Hariharpur Gadhi is a Gaunpalika and former village development committee in Sindhuli District in Bagmati Province of central Nepal. At the time of the 1991 Nepal census it had a population of 3,113 people living in 437 individual households.

==Demographics==
At the time of the 2011 Nepal census, Hariharpurgadhi Rural Municipality had a population of 27,727. Of these, 66.6% spoke Tamang, 13.5% Nepali, 9.0% Danwar, 3.8% Magar, 2.9% Rai, 2.7% Majhi, 0.6% Newar, 0.3% Pahari, 0.2% Sign language, 0.1% Bhojpuri, 0.1% Maithili and 0.1% other languages as their first language.

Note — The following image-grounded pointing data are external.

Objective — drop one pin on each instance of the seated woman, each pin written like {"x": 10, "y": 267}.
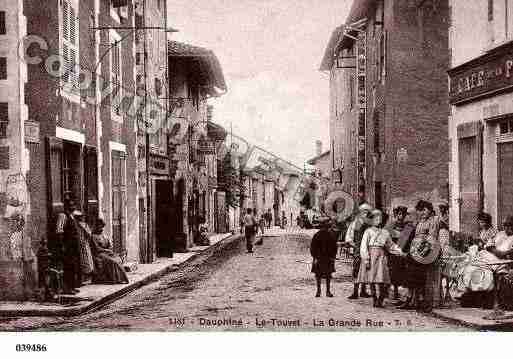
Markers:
{"x": 474, "y": 274}
{"x": 108, "y": 270}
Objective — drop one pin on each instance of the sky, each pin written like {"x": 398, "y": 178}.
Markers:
{"x": 270, "y": 52}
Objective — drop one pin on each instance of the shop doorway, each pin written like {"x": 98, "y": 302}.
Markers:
{"x": 118, "y": 173}
{"x": 164, "y": 224}
{"x": 470, "y": 183}
{"x": 505, "y": 190}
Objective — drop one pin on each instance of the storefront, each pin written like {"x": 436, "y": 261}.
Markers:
{"x": 481, "y": 134}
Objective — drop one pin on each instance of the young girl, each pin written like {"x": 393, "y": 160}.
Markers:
{"x": 376, "y": 242}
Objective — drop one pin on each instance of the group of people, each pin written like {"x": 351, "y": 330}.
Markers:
{"x": 84, "y": 255}
{"x": 382, "y": 255}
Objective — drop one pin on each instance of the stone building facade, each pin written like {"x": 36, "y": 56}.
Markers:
{"x": 392, "y": 56}
{"x": 480, "y": 125}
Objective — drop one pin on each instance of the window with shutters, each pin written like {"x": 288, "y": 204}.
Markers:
{"x": 119, "y": 10}
{"x": 116, "y": 76}
{"x": 4, "y": 119}
{"x": 118, "y": 186}
{"x": 69, "y": 49}
{"x": 2, "y": 23}
{"x": 3, "y": 68}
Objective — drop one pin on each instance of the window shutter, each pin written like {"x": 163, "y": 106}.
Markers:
{"x": 72, "y": 26}
{"x": 66, "y": 69}
{"x": 65, "y": 20}
{"x": 73, "y": 73}
{"x": 385, "y": 45}
{"x": 54, "y": 171}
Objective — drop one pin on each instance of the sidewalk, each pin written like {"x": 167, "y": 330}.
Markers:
{"x": 473, "y": 318}
{"x": 95, "y": 295}
{"x": 276, "y": 231}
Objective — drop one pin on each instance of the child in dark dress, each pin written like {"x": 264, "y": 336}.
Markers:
{"x": 323, "y": 250}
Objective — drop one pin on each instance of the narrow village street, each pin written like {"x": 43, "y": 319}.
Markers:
{"x": 236, "y": 290}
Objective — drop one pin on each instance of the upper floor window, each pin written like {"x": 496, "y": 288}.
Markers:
{"x": 116, "y": 75}
{"x": 3, "y": 29}
{"x": 3, "y": 68}
{"x": 119, "y": 10}
{"x": 4, "y": 119}
{"x": 69, "y": 35}
{"x": 500, "y": 14}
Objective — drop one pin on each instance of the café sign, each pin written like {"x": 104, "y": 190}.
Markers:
{"x": 484, "y": 76}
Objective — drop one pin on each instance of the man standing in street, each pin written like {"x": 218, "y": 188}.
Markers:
{"x": 68, "y": 238}
{"x": 269, "y": 218}
{"x": 249, "y": 229}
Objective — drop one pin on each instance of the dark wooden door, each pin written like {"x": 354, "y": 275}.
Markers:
{"x": 164, "y": 227}
{"x": 470, "y": 183}
{"x": 505, "y": 195}
{"x": 119, "y": 202}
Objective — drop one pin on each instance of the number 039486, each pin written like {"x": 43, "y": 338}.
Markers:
{"x": 31, "y": 347}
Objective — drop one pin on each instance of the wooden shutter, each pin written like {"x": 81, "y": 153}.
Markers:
{"x": 470, "y": 167}
{"x": 70, "y": 41}
{"x": 54, "y": 158}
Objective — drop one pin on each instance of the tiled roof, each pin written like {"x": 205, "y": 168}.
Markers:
{"x": 209, "y": 64}
{"x": 359, "y": 10}
{"x": 317, "y": 158}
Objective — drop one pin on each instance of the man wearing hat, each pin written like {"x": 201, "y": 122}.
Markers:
{"x": 353, "y": 238}
{"x": 68, "y": 236}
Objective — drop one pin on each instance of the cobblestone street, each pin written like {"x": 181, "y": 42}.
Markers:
{"x": 271, "y": 289}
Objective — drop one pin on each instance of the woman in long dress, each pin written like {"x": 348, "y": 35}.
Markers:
{"x": 424, "y": 279}
{"x": 374, "y": 269}
{"x": 397, "y": 263}
{"x": 108, "y": 270}
{"x": 324, "y": 251}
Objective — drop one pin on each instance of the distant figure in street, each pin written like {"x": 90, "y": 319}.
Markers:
{"x": 68, "y": 242}
{"x": 397, "y": 264}
{"x": 203, "y": 233}
{"x": 249, "y": 229}
{"x": 353, "y": 239}
{"x": 323, "y": 250}
{"x": 269, "y": 218}
{"x": 261, "y": 224}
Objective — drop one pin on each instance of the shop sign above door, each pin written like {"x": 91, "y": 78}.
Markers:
{"x": 483, "y": 76}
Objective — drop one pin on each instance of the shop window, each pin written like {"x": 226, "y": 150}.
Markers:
{"x": 4, "y": 119}
{"x": 506, "y": 127}
{"x": 3, "y": 29}
{"x": 3, "y": 68}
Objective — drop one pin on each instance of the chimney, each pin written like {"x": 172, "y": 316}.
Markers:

In terms of ethnicity/caste, 67.0% were Tamang, 9.1% Danuwar, 6.5% Magar, 3.7% Kami, 3.2% Majhi, 3.0% Rai, 2.5% Pahari, 1.1% Chhetri, 1.0% Newar, 0.9% Hill Brahmin, 0.8% Damai/Dholi, 0.2% Ghale, 0.2% Gharti/Bhujel, 0.2% Sarki, 0.1% Badi, 0.1% other Dalit and 0.3% others.

In terms of religion, 68.8% were Buddhist, 23.6% Hindu, 5.4% Prakriti, 1.9% Christian and 0.4% others.

In terms of literacy, 50.6% could read and write, 3.6% could only read and 45.8% could neither read nor write.